TERAMO Sabato 02 Novembre 2019

«Ho preparato un emendamento al decreto legge 123 con cui mi rimetto in gioco da solo, altrimenti non so cosa potrebbe accadere: c'è un articolo del decreto legge 189 (sul sisma) che poi ha animato l'ordinanza 27 che è quella poi che provvede alla copertura finanziaria per le case Ater».

Gli inquilini Ater vanno avanti con le loro proteste, minacciando di sfondare le porte dei loro vecchi appartamenti per tornare ad abitarvi e prospettando azioni clamorose. L''Usr di Teramo cercherà di portare avanti un'ordinanza, quella famosa che dovrebbe rifinanziare gli 87 milioni di euro con il compito del ripristino delle case popolari inagibili ma che invece giace scoperta. Difatti è scaduta il 31 dicembre del 2017 e finora non è stata dotata di una copertura economica, compito che spetterebbe al commissario straordinario Piero Farabollini e che  a dicembre lascerebbe il suo posto.
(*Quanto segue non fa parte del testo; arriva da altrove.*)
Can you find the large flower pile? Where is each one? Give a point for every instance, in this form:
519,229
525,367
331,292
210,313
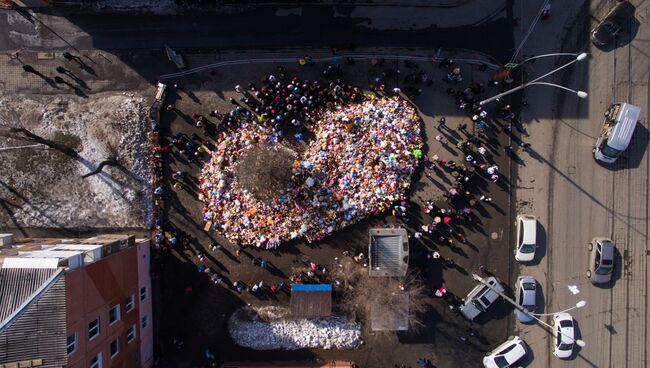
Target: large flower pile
359,161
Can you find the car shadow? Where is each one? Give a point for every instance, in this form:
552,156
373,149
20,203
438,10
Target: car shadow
577,336
627,34
633,155
540,251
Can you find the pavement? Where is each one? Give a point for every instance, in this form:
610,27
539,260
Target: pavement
477,25
440,341
577,199
124,52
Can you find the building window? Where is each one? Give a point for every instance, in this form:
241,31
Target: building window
114,314
130,303
115,347
130,334
145,322
93,329
96,361
71,343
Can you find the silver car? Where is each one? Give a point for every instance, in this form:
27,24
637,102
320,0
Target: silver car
526,297
601,260
564,337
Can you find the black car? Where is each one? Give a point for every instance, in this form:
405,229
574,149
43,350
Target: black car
612,24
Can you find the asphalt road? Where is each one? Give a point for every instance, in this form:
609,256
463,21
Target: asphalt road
482,26
577,199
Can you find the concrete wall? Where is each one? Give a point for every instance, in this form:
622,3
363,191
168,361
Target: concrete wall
144,280
90,292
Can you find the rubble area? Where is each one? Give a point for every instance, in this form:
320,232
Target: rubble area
42,184
269,328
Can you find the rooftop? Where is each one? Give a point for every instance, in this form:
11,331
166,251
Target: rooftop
389,251
67,253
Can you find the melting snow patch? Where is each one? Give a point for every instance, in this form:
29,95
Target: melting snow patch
269,328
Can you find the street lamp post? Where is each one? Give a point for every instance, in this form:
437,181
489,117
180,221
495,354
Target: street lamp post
516,65
580,304
580,57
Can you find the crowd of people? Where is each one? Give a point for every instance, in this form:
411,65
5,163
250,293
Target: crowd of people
359,161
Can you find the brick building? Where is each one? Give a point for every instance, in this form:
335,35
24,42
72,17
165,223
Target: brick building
76,303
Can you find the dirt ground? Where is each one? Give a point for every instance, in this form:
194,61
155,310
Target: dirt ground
199,314
65,137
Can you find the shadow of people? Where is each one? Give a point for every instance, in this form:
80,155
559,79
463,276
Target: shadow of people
30,69
77,90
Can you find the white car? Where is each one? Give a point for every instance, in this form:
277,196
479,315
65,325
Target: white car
509,353
564,335
526,297
526,238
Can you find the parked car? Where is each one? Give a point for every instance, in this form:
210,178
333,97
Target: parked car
509,353
601,260
606,30
481,298
526,297
526,238
564,336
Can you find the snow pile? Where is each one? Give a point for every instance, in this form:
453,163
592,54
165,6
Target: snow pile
47,187
249,329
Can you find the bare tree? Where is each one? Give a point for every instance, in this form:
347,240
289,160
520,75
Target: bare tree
361,293
265,172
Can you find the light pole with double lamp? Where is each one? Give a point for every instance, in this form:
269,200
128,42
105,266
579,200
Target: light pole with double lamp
579,304
535,81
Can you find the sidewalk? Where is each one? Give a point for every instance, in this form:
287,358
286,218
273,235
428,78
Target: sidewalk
99,71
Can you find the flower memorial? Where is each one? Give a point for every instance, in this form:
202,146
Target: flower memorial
358,161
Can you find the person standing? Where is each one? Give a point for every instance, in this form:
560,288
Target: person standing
442,123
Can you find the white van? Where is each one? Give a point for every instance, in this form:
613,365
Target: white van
618,128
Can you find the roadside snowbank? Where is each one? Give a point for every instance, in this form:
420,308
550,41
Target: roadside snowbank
267,329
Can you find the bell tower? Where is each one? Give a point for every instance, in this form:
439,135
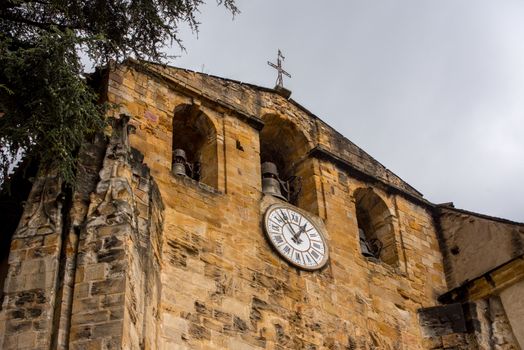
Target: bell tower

La situazione è difficile e qualche giorno fa Rivera ha incontro il Presidente dell'Ater Teramo Maria Ceci per approvare un cronoprogramma dei lavori da avviare a Colleatterrato che ad oggi, in tre anni, è rimasto senza alcun tipo di intervento di recupero, soprattutto per gli immobili B. Il tempo qui si è fermato.